Le parole di Paolo Borsellino in un audio inedito desecretato in occasione dell'anniversario della sua morte, avvenuta il 19 luglio 1992.
Solo, con pochi mezzi e poca protezione. Le parole Borsellino, contenute in un audio inedito svelato ieri dalla commissione Antimafia, non potrebbero essere più amare. Già otto anni prima della morte, le sue parole risalgono infatti all’8 maggio 1984, il giudice parlava dei problemi alla Commissione antimafia della carenza di strumenti indispensabili per gestire il Maxiprocesso.
La registrazione emerge dagli archivi della Commissione parlamentare antimafia. Le audizioni e le deposizioni riguardanti il magistrato ucciso dalla mafia il 19 luglio 1992 sono state desecretate in occasione dell’anniversario della sua morte.
“Siamo 4 a dover essere portati ma abbiamo una sola auto blindata, disponibile solo di mattina. Così sono libero di essere ucciso la sera”, afferma il giudice con un’ironia che non potrebbe risultare più amara oggi, a più di vent’anni dalla sua morte.
“Voglio sottolineare – dice Borsellino alla Commissione antimafia nel 1984 – la gravità dei problemi di natura pratica che ogni giorno dobbiamo affrontare. Con la gestione dei processi di mole incredibile, è diventato indispensabile l’uso di attrezzature più moderne, come i computer: il pc è finalmente arrivato ma non sarà operativo se non tra qualche tempo, ci sono problemi gravi di installazione, è stato messo in un camerino. Deve servire per la gestione dell’enorme processo che stiamo portando avanti. È indispensabile, c’è una mole di dati incredibile, il processo impegna ben 4 magistrati. Non bastano più le rubriche artigianali”, lamenta ancora il giudice.
Le lamentele toccano anche la carenza di personale. Non soltanto quello di servizio, ma anche e soprattutto gli autisti giudiziari. “La mattina con strombazzamento di sirene la gran parte di noi viene accompagnata in ufficio dalle scorte ma il pomeriggio c’è una sola macchina blindata e io sistematicamente vado in ufficio con la mia auto per poi tornare a casa verso le 21-22″.
Il giudice si è anche soffermato sulla questione dell’impiego delle forze di polizia, sottolineandone le mancanze, in particolari quelle riguardanti il pedinamento del fratello di Riina, visto come possibile contatto del boss col mondo esterno. “È una mia convinzione, basata su dati di fatto, che la zona di Marsala sia diventata una specie di ‘santuario’ delle cosche mafiose – sottolinea il magistrato –. Mi sono chiesto come mai Bernardo Provenzano e Salvatore Riina, capi riconosciuti di Cosa Nostra, hanno l’uno parenti e l’altro grandi proprietà terriere a Castelvetrano.
Perché il fratello di Riina abita a Mazara del Vallo da circa 20 anni e per una certa situazione riguardante le forze di Polizia, pur sapendo che si recava ogni settimana a Corleone non era mai stato fatto un pedinamento”.
“È chiaro – prosegue – che Riina, che ha dei figli che non si sa dove siano, un contatto con il mondo esterno, con la vita civile deve pure tenerlo.
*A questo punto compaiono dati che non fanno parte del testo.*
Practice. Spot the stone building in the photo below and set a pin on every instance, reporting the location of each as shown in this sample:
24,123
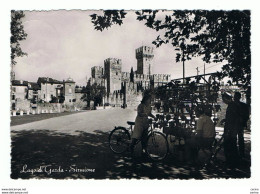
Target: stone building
144,56
49,88
113,74
34,90
129,83
19,95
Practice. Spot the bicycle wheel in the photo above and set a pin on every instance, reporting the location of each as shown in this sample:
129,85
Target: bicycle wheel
119,140
157,146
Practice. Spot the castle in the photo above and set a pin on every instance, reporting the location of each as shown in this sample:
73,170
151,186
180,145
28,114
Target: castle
131,83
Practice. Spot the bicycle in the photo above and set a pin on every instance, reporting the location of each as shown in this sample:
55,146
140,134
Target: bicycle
156,146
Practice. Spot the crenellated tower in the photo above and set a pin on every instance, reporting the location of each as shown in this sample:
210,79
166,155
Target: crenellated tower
144,56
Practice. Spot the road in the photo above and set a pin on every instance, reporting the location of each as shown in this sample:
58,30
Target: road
74,143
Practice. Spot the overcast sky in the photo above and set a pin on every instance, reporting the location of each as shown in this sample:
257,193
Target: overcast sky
64,43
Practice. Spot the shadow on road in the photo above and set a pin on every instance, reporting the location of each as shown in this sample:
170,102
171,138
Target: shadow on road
75,156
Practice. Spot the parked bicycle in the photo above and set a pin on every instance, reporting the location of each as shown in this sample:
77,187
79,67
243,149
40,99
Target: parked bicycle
156,144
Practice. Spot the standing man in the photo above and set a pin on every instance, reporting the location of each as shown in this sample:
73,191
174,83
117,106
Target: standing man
232,122
244,116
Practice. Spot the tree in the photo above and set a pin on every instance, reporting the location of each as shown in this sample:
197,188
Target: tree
17,34
216,36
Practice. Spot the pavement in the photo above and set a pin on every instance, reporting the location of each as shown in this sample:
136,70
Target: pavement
75,145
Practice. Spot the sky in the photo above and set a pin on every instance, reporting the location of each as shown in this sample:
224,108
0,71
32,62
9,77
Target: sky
62,44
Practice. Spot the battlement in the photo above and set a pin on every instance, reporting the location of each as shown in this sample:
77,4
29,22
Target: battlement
97,72
144,51
113,60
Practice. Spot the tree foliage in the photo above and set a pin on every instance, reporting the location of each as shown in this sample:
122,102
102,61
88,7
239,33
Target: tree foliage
17,34
216,36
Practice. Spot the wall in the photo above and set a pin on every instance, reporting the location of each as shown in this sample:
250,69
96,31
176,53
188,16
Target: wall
113,74
48,89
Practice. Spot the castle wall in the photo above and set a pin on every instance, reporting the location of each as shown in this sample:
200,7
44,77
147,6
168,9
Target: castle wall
144,56
69,92
113,74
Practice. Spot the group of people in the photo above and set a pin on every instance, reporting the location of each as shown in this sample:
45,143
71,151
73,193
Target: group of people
237,115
Niente di strano che lo tenga attraverso il fratello, sul quale non si era fatto alcun accertamento. Io ho rilevato l’esigenza di farlo”.
Sull’audio inedito di Borsellino è intervenuto anche il presidente della Regione Nello Musumeci, che ha ribadito in un post su Facebook la sua vicinanza, anche a livello di conoscenza personale, nei confronti del giudice, invocando verità sulla sua morte.
“Ho ascoltato, come tantissimi italiani, gli audio inediti sull’audizione di Paolo Borsellino appena desecretati – scrive Musumeci –. La mia rabbia è quella di un giovane uomo che ebbe il privilegio di conoscere il giudice e di ascoltarlo due anni prima della sua tragica fine. Vogliamo verità. Ieri lo chiedevo come siciliano, oggi lo pretendo da presidente della Regione. Verità. E basta”.